Philadelphia's election for its 100th mayor took place on November 7, with Democrat Cherelle Parker winning a landslide victory against Republican former city councilman David Oh. Official results show that Parker won 75.3 percent of the vote while Oh won 24.7 percent.
Parker was widely expected to win, since Philadelphia has been a Democratic Party-controlled city for over 70 years. The City Council member won the nomination of her party last spring in a primary contested between multiple candidates, ranging from openly pro-business candidates like herself and Rebecca Rhynhart to the pseudo-left Helen Gym, backed by the Democratic Socialists of America and Bernie Sanders.
Despite presenting her agenda as targeted to the “common sense” working person, the new mayor will do nothing to resolve the social crisis facing the working class of Philadelphia. In fact, Parker’s election signals a stepped-up attack on living standards, directed by the city’s business elite.
The Democratic candidate campaigned heavily on a law-and-order platform, taking advantage of fears over crime, itself driven by the city’s high level of poverty, and making pledges to increase the police force and support stop-and-frisk policies which allow law enforcement to stop anybody they deem “suspicious.”
Such policies will do nothing to help working people, and will only contribute to further episodes like the police murder of Eddie Irizarry, who was shot and killed by city police, despite being unarmed, only seconds after being pulled over in August.
The killing produced a large public outcry. Parker, for her part, did not go as far as to mention Irizarry’s name during the campaign. Her response to municipal judge Wendy Pew’s abrupt dismissal of all charges against former officer Mark Dial in late September was to state, “I am not going to play Monday morning quarterback and second-guess process, procedures, and protocols.” That is, she would accept officer Dial’s unconvincing explanation for the shooting of an unarmed person at face value.
Last month, a city judge reversed Pew’s ruling to dismiss all charges against Dial, insisting that the disgraced former officer face a trial.
Parker also advocated deploying the Pennsylvania National Guard in Philadelphia in the name of combating crime. In response to pushback against her ideas about the police, Parker has mouthed empty phrases, saying that as mayor she’d make sure that police get more “training and accountability measures.”
As an openly pro-business Democrat, Parker believes the cure to all of society’s ills lies in attracting corporate investment. In a post-election interview, she further explained her goals: “We need federal, state and local government, along with the private sector and philanthropic communities, to help us address the public health and safety.”
The city is currently home to 18 Fortune 500 corporations and, according to Technet, is on the top 20 list for best locations for technology startups. This is partially owing to its vast array of universities and higher education institutions, as well as the right-wing orientation of both capitalist parties.

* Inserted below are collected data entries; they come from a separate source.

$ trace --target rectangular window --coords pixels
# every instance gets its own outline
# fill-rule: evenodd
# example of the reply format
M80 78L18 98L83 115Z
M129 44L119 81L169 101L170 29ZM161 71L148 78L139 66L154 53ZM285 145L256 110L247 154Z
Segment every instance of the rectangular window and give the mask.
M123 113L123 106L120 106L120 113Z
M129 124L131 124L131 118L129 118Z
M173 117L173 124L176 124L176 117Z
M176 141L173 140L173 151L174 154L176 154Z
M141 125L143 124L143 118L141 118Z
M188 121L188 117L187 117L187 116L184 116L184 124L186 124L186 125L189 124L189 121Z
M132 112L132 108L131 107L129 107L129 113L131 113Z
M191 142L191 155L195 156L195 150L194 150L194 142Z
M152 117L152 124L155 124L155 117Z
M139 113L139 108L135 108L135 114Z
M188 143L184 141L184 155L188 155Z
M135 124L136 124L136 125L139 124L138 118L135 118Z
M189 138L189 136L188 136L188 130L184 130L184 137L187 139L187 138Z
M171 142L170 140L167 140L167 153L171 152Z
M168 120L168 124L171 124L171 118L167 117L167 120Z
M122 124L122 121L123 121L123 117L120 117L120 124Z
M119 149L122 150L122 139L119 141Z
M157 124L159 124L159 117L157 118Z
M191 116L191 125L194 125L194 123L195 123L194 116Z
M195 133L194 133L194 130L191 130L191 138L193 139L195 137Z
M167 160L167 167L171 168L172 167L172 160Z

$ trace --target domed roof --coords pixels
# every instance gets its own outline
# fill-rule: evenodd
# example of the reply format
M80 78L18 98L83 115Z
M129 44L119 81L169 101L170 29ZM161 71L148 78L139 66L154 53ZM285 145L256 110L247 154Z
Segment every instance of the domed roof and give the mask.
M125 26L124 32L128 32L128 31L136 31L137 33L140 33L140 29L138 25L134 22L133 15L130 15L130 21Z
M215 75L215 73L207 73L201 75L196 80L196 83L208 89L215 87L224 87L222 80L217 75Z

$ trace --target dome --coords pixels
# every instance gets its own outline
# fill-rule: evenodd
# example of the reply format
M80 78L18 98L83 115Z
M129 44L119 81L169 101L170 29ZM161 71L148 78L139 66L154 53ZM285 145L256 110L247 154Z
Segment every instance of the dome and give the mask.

Despite this, Philadelphia has remained mired in high levels of poverty. A 2020 Pew research paper states: “Among the nation’s 10 most populous cities, none has a higher proportion of cost-burdened households with low incomes than Philadelphia.” The document notes that this is especially the case in the sections of the city which voted most heavily for Parker in the primary and general election.
To compensate for these contradictions in her campaign, Parker also leaned heavily on appeals to race and gender, a staple tactic of the Democratic Party’s playbook. Both her campaign and news outlets referred to her status as a black woman and Parker herself told how she came from nothing and how she was “inspired” by reading the works of black women to become what she is today.
Significantly, Parker’s primary win, while still powered primarily on votes from the city’s impoverished neighborhoods, received less support from these voters than previously expected. An analysis in the Philadelphia Inquirer noted, “In this election, the lowest-income residents didn’t comprise a big chunk of the electorate, but delivered Parker a majority of their votes.”
The Inquirer elsewhere suggested that the city’s Democratic Party apparatus may be “fracturing” in regard to which candidates it chooses to put forward, a response to increasing levels of inequality after decades of Democratic Party dominance in the country’s sixth-largest city.
Parker has frequently spoken out about supporting local businesses and raising the minimum wage to $17.53 an hour, which, according to her, is the level of a livable wage. In fact, for a single mother with a child, $27.57 an hour at the very least is needed for a livable wage. Parker’s association with the city’s corrupt trade union establishment, including support from the International Brotherhood of Electrical Workers (IBEW) Local 98, reveals the revolving door between the city’s political groupings, big business and the labor bureaucracy.
IBEW Local 98 has a particularly corrupt history. Last year, its political director, Marita Crawford, was charged with four counts of wire fraud. Local 98 came out in support of Parker during her campaign.